Fairfax settles with developers

September 15, 1995|By Timothy J. Mullaney | Timothy J. Mullaney,Sun Staff Writer

Fairfax Savings Bank has quietly settled a punitive damages claim with the developers of a Westminster shopping center who claimed that the Baltimore thrift and its downtown law firm committed fraud in a real estate deal.

The developers' lawsuit had sparked an embarrassing showdown this summer with Fairfax's longtime law firm, Weinberg and Green.

Terms of the punitive damages settlement were not disclosed. But they come in addition to $7.5 million in compensation to the developers -- $2.65 million for their emotional distress, plus cancellation of the developers' $4.85 million debt to Fairfax -- awarded earlier by a trial jury.

As part of the punitive damages settlement, Fairfax agreed to abandon efforts to get courts to reconsider the $7.5 million compensatory award.

The settlement on punitive damages was reached last week, just before the battle between Fairfax and developers Charles Ellerin and Louis and Gloria Seidel was set to go to trial for the fourth time in Baltimore County Circuit Court, lawyers for both sides said.

The lawyers said Fairfax already had paid the compensatory damages, which are separate from the punitive award.

Maryland's Court of Appeals set the stage for the latest trial in February, when it upheld a 1990 jury verdict in favor of the developers but ordered a new trial on punitive damages. The court pointed out that no Maryland law calls for criminal fines of more than $1 million and that most criminal fines for commercial fraud are $10,000 or less, far below the $6 million in punishment meted out by the jury in the third trial.

Neither Fairfax attorney George Nilson nor David Freishtat, the lawyer for the Seidels and Mr. Ellerin, would say how much Fairfax paid to settle the punitive damages portion of the case. A confidentiality agreement was part of the settlement.

"I'm not going to tell you anything about money changing hands," said Mr. Nilson. "One way to look at the settlement is that everything has got to end sometime. It was a 10-year-old case. There were risks on both sides. It pleased nobody, and therefore was probably a good settlement."

Mr. Freishtat denied that the Court of Appeals ruling, which did not mandate any limit on the award, served as a cap on punitive damages.

"We were ready to go to trial, and anxious to do so, but for a satisfactory settlement," Mr. Freishtat said. "You can't just look at the fine. . . . What would one pay to stay out of jail for 20 years?"

The case began in 1982, when the developers were attempting to develop a shopping center called Sherwood Square. They borrowed $5.7 million from Fairfax.

Ten days before the official signing of the loan agreements and the transfer of the money, the developers approved contract language saying that Mr. Ellerin and Mr. Seidel would not be personally liable for the loan after the shopping center was built. Instead, Fairfax's collateral would be the shopping center, not everything the borrowers owned, once the developers finished construction.
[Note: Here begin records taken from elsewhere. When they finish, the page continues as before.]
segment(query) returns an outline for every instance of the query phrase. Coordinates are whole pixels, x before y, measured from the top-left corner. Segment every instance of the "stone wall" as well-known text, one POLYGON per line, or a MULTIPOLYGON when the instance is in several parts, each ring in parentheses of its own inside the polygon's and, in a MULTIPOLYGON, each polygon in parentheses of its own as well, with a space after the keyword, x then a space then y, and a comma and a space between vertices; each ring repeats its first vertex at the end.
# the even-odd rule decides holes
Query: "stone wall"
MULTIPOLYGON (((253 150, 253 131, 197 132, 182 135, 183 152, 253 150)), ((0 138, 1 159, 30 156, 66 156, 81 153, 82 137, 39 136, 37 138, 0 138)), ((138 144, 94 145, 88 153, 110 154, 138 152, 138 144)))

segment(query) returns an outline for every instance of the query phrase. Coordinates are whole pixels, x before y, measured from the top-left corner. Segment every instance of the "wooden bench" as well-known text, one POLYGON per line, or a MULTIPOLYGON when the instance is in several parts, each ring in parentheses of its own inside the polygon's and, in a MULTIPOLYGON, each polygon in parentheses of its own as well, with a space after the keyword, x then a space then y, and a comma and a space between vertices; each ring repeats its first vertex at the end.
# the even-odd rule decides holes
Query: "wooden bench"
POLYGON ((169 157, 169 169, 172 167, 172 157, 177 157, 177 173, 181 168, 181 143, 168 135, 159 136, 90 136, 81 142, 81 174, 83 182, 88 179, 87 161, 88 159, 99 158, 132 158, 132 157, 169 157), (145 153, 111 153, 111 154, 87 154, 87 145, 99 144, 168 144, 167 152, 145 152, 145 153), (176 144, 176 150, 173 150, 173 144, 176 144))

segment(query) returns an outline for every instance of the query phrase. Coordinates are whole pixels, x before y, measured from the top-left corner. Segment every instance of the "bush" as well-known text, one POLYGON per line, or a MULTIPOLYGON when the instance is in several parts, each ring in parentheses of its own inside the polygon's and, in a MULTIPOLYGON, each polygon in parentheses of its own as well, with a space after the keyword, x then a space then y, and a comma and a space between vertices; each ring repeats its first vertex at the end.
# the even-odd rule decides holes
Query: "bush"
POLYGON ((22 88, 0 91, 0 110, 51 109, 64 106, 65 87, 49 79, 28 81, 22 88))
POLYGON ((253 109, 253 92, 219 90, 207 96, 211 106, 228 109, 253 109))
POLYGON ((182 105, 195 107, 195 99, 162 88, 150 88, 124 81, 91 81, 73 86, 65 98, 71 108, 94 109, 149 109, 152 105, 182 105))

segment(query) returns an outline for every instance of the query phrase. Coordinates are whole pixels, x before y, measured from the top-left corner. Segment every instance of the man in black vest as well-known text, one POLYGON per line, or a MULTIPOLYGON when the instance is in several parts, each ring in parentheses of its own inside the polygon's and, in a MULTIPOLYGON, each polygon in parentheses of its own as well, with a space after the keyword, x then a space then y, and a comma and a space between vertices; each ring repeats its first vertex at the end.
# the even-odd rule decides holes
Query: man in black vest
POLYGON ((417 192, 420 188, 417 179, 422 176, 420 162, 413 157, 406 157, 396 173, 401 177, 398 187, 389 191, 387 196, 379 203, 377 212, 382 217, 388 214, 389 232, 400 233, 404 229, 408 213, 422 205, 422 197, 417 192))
But the Maryland Court of Appeals eventually ruled that the documents the developers signed at the loan closing were not the documents they approved a week earlier. Instead, attorneys at Weinberg had changed them, at Fairfax's direction, to make the developers personally liable for the loan until 70 percent of the project was leased.

The center failed, so Fairfax foreclosed and attempted to enforce the personal guarantees.

Fairfax won in the first trial, in 1987, but the verdict was reversed by Maryland's Court of Special Appeals. The second trial, in 1990, resulted in a hung jury.

The third trial, also in 1990, awarded $8.65 million in cash, plus the voiding of the partners' debt, to Fairfax.

The third trial jury found that the developers had to repay the loan because the borrowers discovered the fraud after the closing and did not protest, so the personal guarantees became part of the contract.

But that jury also found that the fraud caused the developers to sign the guarantees.

The jury then awarded the developers the amount they owed Fairfax as partial compensation for the fraud, plus $2.6 million for emotional distress and miscellaneous damages.

This summer, Weinberg and Fairfax battled in a malpractice case in Montgomery County that stemmed from the Ellerin case. In that proceeding, Fairfax's lawyers added a $30 million claim tied to about $130,000 in alleged overbilling on the accounts of Fairfax's majority owner, Malcolm Berman. At one time, Mr. Berman had given the law firm up to $1 million a year in business.

Montgomery County Circuit Judge Ann S. Harrington wrote in her opinion that $20,000 of the overbilling was related to Weinberg's defense of Fairfax against the Ellerin fraud suit, Mr. Berman testified.

Judge Harrington also wrote that Weinberg, in 1987, admitted overbilling Mr. Berman more than $110,000 for accounts unrelated to the Ellerin case.